Our Gang ~ Those Were the Days
When I was in grade school, my favorite thing to do after school was to go home and watch The Little Rascals on TV. In my opinion, it was by far the best thing on TV. It was on every afternoon from four o’clock to five o’clock. The grownups weren’t usually home from work yet by that time, so most of the time I could watch undisturbed.
It started out as Our Gang in the 1920s, a series of short films made to be shown in movie theatres. (There wasn’t any TV yet.) In those days, when you went to the movies, you saw, in addition to the main attraction, at least one cartoon, at least one short subject, previews of coming attractions, and whatever else theatre managers wanted to throw at you. The Our Gang shorts, most of them 18 to 20 minutes long, were made to be shown as part of the “program” in movie theatres, as were the Laurel and Hardy shorts, the Three Stooges, and many others.
When the Our Gang comedies began being shown on TV as a series in the 1950s, they were known as The Little Rascals. The name was changed for copyright reasons; MGM studios owned the rights to the Our Gang trademark.
When producer Hal Roach originated the Our Gang series in 1923, his approach was that kids should be shown as kids really are, instead of pint-sized versions of adults. This naturalistic approach, with black kids and girls and boys all being portrayed as equals, was something that had never been done in movies before and became the hallmark of the series. The kids were mostly poor, rather than affluent, and were often at odds with tough kids, smart-aleck kids, or adults who didn’t understand them or who were, for one reason or another, unkind to them. There was always lots of slapstick, lots of heart and innocence, and more often than not a touch of sentiment thrown in. At least one of the characters had a crying scene in every film.
The kids who appeared in the Our Gang shorts were generally just sweet-faced regular kids instead of polished, professionally trained actors. And with unforgettable names like Farina, Chubby, Weezer, Spanky, Alfalfa, Stymie, Buckwheat, Porky, Darla, Butch, Woim, Waldo, Sherwood, and Buckwheat, they were kids we all knew (or wished we knew) and identified with.
Of the animals who appeared in Our Gang, the most well-known was Pete the Pup, an American pit bull with a ring around his eye and an expressive face and sympathetic manner. When one of the characters cried, he usually cried too.
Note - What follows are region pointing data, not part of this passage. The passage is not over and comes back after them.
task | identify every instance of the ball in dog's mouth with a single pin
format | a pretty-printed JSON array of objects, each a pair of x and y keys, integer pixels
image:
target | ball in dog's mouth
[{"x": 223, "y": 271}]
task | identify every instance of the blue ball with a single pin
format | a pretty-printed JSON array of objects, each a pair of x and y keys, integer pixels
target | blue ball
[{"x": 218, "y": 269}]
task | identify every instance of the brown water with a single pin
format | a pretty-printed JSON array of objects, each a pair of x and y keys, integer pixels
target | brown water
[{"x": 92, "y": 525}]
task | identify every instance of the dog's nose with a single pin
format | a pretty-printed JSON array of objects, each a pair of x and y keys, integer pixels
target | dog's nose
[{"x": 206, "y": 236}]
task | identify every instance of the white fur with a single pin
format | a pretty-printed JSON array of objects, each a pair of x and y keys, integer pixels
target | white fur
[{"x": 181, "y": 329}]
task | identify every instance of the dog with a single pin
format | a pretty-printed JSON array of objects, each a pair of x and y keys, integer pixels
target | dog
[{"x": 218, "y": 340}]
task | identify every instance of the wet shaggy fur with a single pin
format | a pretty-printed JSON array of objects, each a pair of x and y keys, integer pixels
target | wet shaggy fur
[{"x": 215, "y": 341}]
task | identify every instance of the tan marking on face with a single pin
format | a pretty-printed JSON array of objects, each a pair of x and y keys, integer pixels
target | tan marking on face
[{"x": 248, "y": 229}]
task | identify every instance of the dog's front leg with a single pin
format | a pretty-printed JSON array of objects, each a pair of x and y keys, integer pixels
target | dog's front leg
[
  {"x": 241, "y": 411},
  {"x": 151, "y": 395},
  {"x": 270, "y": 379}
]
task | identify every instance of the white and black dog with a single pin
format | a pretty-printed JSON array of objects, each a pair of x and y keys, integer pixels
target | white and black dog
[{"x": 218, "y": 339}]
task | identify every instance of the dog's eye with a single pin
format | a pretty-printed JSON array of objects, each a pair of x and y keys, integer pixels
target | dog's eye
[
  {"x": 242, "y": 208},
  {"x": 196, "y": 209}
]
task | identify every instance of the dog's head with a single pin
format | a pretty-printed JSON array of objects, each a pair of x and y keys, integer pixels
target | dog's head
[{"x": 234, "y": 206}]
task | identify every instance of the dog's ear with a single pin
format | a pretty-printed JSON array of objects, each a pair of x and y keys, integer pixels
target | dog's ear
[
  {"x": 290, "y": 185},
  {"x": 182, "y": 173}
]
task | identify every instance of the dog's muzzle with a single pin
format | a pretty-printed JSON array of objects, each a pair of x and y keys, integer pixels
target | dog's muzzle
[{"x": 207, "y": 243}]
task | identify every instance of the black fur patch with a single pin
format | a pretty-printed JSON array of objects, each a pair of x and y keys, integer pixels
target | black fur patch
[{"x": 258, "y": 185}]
The earliest Our Gang shorts were made during the silent era, but when movies began talking in the late twenties, the series moved smoothly into sound production. Our Gang was immediately profitable and continued production until 1938, when it was taken over by MGM and continued (less memorably) during the war years with a different approach and a different cast of child characters. In all, 220 short-subject films, silent and sound, were produced. Over 80 different kids played the parts through the years. When a kid became too old for the character he was playing, he was easily replaced with a younger kid.